Why I Prefer Singing the Older Songs

February 18, 2018

Occasionally, I’m asked why I favor singing the older songs. After listening to 1,000s of songs, here are the differences I hear in the popular male love ballad, to take one example.

Male love ballads composed in the period 1930 to 1960:

• The singer regales the woman with an ode to her beauty and glamour. He tells her all that he will do for her until the end of time, if she would but love him a half as much as he adores her. Feminine ideal placed on a pedestal and worshipped. The male as the servant to her beauty, which deserves his adoration by its mere existence.

• ‎Ideas develop from a premise to a conclusion, usually a request on bended knee.
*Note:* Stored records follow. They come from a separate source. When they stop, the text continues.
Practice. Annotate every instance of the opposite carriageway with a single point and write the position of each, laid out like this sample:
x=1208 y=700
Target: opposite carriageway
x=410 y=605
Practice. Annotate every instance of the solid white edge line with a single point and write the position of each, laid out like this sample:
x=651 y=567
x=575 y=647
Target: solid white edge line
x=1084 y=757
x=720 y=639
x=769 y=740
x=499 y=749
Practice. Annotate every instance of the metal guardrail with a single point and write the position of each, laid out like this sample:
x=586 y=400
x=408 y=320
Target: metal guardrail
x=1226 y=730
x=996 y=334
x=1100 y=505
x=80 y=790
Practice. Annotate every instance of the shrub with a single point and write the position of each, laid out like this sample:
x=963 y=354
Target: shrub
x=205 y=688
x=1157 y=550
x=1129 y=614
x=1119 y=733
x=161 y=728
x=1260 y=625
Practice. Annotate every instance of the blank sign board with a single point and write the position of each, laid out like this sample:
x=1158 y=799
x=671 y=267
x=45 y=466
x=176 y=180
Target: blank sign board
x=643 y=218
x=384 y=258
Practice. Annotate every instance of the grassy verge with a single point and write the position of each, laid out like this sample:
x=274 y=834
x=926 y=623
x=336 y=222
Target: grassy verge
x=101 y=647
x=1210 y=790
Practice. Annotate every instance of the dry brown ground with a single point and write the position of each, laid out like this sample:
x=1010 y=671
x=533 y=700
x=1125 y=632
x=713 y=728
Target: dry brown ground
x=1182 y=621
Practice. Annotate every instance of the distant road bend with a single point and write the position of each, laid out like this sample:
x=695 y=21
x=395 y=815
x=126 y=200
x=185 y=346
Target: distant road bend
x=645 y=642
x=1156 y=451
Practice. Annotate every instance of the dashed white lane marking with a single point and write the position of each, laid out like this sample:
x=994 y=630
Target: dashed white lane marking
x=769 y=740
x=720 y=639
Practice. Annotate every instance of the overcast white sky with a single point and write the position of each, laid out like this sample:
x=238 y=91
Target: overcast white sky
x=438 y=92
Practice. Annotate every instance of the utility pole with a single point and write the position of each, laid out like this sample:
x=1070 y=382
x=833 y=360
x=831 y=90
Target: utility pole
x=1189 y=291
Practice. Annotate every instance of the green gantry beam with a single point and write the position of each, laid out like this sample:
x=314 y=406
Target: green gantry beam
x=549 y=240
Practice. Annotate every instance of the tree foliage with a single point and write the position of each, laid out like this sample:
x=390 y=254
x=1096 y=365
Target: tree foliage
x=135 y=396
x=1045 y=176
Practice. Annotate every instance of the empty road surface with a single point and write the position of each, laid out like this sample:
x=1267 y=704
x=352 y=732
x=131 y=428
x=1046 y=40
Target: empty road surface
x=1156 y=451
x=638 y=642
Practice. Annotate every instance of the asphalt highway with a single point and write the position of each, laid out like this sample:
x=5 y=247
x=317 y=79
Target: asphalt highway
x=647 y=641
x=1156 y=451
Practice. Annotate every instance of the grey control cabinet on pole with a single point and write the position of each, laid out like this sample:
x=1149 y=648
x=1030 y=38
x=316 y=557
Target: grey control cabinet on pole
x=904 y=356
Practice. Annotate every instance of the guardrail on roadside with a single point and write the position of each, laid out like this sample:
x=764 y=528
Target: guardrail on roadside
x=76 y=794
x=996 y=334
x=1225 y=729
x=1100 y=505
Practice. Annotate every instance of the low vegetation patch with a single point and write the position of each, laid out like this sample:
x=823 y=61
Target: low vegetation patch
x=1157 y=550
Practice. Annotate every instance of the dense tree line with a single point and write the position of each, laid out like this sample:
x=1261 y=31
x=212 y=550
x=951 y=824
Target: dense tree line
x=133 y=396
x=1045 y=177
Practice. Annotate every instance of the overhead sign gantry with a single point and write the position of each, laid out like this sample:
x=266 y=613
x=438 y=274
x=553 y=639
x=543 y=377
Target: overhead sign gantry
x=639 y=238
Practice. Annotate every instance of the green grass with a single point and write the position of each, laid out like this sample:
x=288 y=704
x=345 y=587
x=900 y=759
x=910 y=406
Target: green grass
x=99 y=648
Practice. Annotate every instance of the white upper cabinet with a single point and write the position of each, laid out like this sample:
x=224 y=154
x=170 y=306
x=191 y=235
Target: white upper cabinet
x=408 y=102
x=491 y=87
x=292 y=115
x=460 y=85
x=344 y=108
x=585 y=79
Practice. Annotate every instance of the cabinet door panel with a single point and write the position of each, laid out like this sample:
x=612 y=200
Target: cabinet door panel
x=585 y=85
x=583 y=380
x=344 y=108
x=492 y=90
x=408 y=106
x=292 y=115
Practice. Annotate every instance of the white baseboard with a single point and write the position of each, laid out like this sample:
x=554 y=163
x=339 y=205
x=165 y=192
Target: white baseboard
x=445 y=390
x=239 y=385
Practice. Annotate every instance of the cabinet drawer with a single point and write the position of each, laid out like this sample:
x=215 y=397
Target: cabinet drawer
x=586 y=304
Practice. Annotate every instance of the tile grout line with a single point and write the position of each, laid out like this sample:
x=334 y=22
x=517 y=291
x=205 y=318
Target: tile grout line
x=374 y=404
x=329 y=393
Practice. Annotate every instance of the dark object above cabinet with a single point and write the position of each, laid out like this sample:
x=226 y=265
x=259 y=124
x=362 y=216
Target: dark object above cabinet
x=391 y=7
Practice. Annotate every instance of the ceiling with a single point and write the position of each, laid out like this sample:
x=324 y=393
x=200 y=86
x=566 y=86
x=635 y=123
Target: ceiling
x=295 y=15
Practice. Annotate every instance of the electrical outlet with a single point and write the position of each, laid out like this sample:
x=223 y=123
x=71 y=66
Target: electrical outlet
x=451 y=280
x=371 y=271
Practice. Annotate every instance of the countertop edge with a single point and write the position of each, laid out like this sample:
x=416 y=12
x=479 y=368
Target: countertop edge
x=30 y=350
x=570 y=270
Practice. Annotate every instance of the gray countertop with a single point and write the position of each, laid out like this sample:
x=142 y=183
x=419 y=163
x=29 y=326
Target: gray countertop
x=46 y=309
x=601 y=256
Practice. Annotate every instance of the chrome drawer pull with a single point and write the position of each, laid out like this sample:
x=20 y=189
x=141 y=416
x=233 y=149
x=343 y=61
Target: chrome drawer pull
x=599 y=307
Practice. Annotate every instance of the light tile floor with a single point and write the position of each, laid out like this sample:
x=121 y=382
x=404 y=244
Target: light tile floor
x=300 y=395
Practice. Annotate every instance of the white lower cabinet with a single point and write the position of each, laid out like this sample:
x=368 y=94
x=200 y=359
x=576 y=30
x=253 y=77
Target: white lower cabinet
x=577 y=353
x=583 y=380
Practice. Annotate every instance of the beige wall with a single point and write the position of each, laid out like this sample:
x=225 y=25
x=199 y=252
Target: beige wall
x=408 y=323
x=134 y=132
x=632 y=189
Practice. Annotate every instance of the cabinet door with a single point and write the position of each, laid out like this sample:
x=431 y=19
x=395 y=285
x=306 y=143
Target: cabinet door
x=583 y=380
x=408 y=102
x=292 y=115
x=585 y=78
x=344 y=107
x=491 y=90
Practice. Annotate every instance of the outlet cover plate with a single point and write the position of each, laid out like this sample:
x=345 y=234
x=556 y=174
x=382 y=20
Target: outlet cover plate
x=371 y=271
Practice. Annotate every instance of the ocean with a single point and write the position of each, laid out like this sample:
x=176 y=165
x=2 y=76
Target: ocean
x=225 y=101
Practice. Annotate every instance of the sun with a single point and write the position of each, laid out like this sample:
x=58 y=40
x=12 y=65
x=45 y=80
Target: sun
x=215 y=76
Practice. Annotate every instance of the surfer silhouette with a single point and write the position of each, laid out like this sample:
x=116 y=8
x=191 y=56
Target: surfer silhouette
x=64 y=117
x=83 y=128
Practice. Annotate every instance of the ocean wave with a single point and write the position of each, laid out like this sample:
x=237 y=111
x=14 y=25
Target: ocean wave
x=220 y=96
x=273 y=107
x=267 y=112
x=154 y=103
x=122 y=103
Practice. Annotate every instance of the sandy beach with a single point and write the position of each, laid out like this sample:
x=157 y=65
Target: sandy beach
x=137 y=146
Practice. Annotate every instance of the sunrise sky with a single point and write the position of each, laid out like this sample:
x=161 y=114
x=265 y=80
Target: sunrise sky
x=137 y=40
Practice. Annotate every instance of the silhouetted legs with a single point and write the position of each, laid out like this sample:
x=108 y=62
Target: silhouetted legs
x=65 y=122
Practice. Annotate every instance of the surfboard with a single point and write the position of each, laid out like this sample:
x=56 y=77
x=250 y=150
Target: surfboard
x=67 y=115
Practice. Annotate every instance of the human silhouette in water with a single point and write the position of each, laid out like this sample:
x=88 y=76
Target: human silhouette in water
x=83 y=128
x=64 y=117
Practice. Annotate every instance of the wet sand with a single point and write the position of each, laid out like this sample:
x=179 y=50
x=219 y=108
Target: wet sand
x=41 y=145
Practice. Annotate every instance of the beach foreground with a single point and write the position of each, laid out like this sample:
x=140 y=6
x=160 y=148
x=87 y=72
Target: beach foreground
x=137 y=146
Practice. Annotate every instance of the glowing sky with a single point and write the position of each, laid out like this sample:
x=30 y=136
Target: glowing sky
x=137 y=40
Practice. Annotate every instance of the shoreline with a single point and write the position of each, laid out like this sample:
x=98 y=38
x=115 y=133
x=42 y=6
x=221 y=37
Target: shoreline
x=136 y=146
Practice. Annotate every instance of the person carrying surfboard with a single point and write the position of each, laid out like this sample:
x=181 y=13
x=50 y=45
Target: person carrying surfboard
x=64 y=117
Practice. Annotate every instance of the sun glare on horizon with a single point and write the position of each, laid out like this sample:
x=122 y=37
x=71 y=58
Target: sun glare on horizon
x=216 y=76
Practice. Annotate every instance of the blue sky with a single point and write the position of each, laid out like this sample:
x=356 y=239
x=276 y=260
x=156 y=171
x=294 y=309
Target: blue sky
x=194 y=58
• Complex, memorable, singable melodies with just enough subtle repetition to encourage memorability of the number.

• Lyrical ingenuity. Seemingly commonplace language, made by invention unusual and delightful.

• Variety in time, in 2, 3 and 4, some swung, or waltzed or cha-cha’d, etc.

Male love ballads composed in the past 20 years:

• The singer implores the woman of his neediness. She has to love him or he will fall even farther without her. The male is the focus; the female attends to him.

• One idea, stated at the top, unchanging throughout. No attempt at persuading the listener, but the appeal to the love ideal is pity.

• Short repetitive phrases of only a few varying pitches, often only one bar long. Changes limited to full major and rarely minor chords, no maj7, diminished, 13s, etc.

• Always in 4, straight-ahead. Variation in feel restricted to volume only, with softer implying tender intimacy and louder usually representing anger or intensity of neediness.

Of course, there are exceptions, but this is my take on these two generations of songwriters after decades of listening. I think women would rather hear how they are to be adored, don’t you?

Perhaps the maturity of the song is somewhat a function of the age of the writer, since the older songs were written by primarily older, more experienced men, whereas newer iterations of the popular love ballad seem to be written by 20 somethings.

I surely do hear mature songs recently written by older guys (like me), with fine meaningful lyrics, easy to grasp musical complexity and melodic subtlety. The first who comes to mind is my friend, Ken Gaines.

Anyhow, this is why I generally prefer the older numbers. But my mind is open to the possibility of new numbers to sing and I’m looking for them all the time.